When Harry arrived at the address he had been given, he hesitated at the door. Trace had always been – unique, and it had been so many years since Harry had seen him. Really, Harry had been only a child at the time. But he remembered sitting next to Trace as he worked, listening to the man explain the intricate details of the inner workings of some aspect of a thruster control panel or a reactor chamber instrument.

It turned out he didn’t even need to knock. Trace opened the door and stood there, towering over Harry, distinctive eyes staring him in the face.

“Trace,” said Harry, holding out his hand and feeling about twelve years old. “It’s me, Harry.”

“I remember you,” said Trace, shaking the offered hand with the hint of a smile. Come in.”

Only then did Harry notice that Trace’s dark, powerful hands held a tea cup, which he was drying with a red plaid towel. It seemed so incongruous that the man should dry dishes – but even geniuses needed dishes dried, he supposed.

He followed Trace into the house, which was dark and sparse, as Harry could have guessed. “How’s your mother?” he asked.

Trace led the way to a kitchen, small, but brighter than what Harry could see of the rest of the place. “She is well.

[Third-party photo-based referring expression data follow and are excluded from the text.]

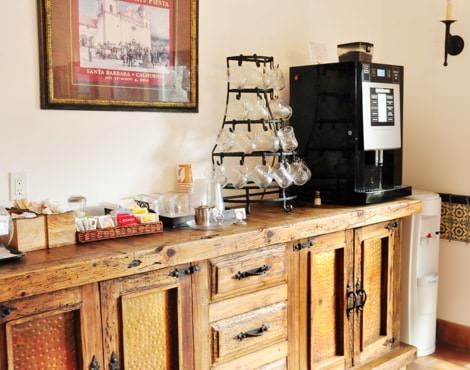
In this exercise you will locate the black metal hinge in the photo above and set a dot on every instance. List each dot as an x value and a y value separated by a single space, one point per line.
254 272
5 311
183 272
94 365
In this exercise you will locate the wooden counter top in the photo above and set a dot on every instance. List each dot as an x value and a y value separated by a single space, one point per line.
54 269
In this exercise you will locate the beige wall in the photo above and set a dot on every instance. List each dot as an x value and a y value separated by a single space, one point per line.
437 123
108 155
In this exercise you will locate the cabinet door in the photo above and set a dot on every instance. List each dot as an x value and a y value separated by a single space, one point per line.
60 330
326 271
377 263
147 321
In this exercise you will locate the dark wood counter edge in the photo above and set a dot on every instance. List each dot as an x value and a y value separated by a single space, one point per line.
65 267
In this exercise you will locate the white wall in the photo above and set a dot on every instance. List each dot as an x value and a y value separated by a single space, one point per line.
108 155
437 123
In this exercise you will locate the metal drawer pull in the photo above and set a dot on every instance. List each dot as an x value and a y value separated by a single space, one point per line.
351 299
183 272
6 310
304 245
392 225
252 333
254 272
134 263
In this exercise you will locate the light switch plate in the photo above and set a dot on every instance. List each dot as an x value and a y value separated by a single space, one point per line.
18 185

That is, as well as can be expected.”

“Did you tell her I was visiting?”

“No. I don’t want to upset her. Her memory is not always perfect, and trying to explain things about your mother might be confusing.”

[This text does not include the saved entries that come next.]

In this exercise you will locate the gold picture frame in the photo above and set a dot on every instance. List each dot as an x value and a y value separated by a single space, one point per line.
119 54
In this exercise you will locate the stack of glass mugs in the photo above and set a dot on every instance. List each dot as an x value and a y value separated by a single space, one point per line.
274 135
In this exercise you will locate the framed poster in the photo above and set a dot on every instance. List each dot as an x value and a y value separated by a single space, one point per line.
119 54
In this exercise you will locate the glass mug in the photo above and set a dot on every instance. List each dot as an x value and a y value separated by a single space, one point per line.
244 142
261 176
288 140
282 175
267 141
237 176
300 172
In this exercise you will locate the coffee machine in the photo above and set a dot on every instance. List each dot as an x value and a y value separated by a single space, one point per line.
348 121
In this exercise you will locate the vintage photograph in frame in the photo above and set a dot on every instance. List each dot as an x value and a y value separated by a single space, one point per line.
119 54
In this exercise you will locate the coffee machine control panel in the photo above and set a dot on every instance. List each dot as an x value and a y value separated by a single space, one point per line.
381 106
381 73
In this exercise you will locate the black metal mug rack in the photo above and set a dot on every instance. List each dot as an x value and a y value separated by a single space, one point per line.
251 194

Harry understood. The other man gestured to a seat a small metal table in one corner of the kitchen, and he sat down at it.

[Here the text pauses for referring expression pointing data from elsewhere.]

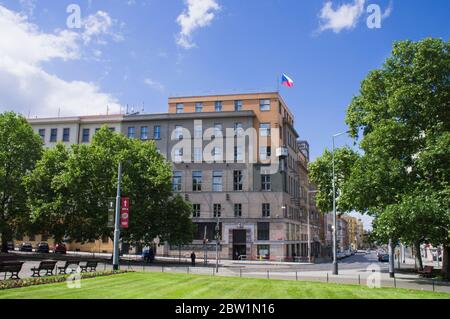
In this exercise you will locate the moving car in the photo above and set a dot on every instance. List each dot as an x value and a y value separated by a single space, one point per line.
60 248
26 247
43 247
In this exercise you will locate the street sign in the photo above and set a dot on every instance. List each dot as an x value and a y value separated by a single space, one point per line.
125 212
111 212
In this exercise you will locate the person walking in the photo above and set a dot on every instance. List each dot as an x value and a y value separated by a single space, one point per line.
193 256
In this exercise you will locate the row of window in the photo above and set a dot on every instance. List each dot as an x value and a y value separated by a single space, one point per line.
264 129
144 132
264 105
217 181
66 134
218 211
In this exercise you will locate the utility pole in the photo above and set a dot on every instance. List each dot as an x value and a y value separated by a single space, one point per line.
309 225
391 259
117 223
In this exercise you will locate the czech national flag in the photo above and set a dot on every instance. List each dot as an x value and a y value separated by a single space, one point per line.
287 81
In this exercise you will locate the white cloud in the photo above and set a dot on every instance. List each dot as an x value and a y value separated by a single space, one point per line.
97 25
24 84
154 85
345 16
199 14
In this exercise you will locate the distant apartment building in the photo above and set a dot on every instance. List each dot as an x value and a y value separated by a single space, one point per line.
251 185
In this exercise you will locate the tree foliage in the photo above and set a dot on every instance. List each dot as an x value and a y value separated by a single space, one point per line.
20 148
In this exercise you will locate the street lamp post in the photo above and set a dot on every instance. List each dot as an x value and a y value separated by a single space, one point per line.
335 263
309 225
117 223
217 243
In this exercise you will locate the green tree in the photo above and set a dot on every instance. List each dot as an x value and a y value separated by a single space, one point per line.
20 148
321 174
402 119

“So.” He set the cup and the towel neatly on the kitchen counter, pulled out the chair opposite Harry, and set down, still staring with piercing directness. “You said you needed my help?”

Harry pulled out his pad and turned it on. “I’ve been traveling for several months now, writing stories about my mother. At first… I just wanted to solidify things that she had told me. I didn’t want to lose any pieces of her life. But the more I wrote, the more I thought about her, the more I just… I couldn’t shake the feeling that there was more to it. More to her… her death, I mean. Too many unanswered questions. My father and grandfather gave up a long time ago, but…” He looked at Trace’s still-staring eyes, and saw that the man was listening with serious attention, not merely humoring him. “Anyway. I started to make some inquiries. Then I got a call. I think it was from her, but…” He held the pad out towards Trace. “Whoever it was didn’t say much, just that she thought I might be looking for her and she didn’t want me to. I couldn’t call back. But it was her. I know it was. It might have been a long time, but…” He paused, feeling the vulnerability become almost too much to bear. “Do you think you could forget your mother’s voice?”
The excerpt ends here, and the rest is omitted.